Hydrogen might be a perfect sustainable energy carrier in the near future, with zero (or near-zero) end-use emissions and ever-replenishing fossil fuels.
By electrochemical methanol-reforming at atmospheric pressure and temperature, scientists at India’s International Center for Advanced Research in Powder Metallurgy and New Materials (ARCI) have developed a method that combines electrolysis and reforming processes to produce hydrogen from a mixture of methanol and water (ECMR). The primary benefit of this method is that it uses just 1/3 of the electrical energy required by water electrolysis (water electrolysis requires 55-65 kWh/kg of hydrogen).
The energy value of 40 kWh/kg of hydrogen grabs a lot of attention. When compared to chemical fuels like gasoline, diesel, or LPG, which have an energy value of 12-14 kWh/kg, this is a significant increase. Hydrogen may be found in water, gas, oil, and a variety of other natural elements.

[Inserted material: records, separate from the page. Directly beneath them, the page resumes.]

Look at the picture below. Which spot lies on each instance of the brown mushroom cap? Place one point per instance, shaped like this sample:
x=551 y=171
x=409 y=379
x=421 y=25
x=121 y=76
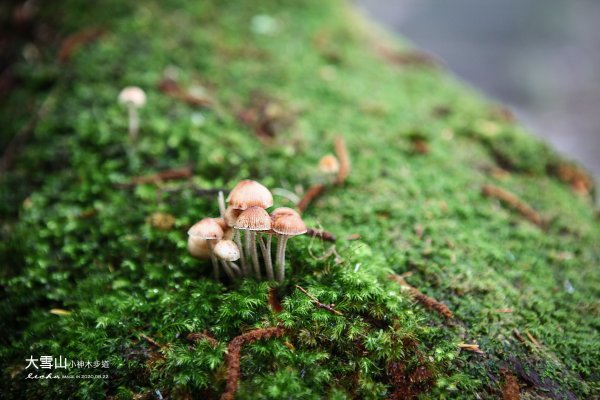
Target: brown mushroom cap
x=249 y=193
x=288 y=224
x=329 y=164
x=254 y=219
x=231 y=215
x=227 y=250
x=198 y=248
x=206 y=228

The electrolysis of water or the conversion of hydrocarbons like methane are two of the most frequent processes for creating hydrogen. The entire globe, particularly Europe, is now making every effort to transition to ecologically friendly gasoline. Green hydrogen derived from renewable energy sources, as well as an integrated water electrolysis process for energy generation, would be beneficial in the battle against climate change.
Exfoliated graphite was used to make the primary components of the PEM-based ECMR cell. One of the important advancements in substituting titanium bipolar plates, which are often used in the assembly of electrolyzers and give dubious value for money, has been the use of carbon materials as bipolar plates.
For important components such as the Membrane Electrode Assembly (MEA), bipolar plates, and a variety of process equipment, the ARCI team has created its own production method. When compared to water electrolysis, this approach should dramatically lower the cost of hydrogen, and it can also be readily linked with renewable energy sources.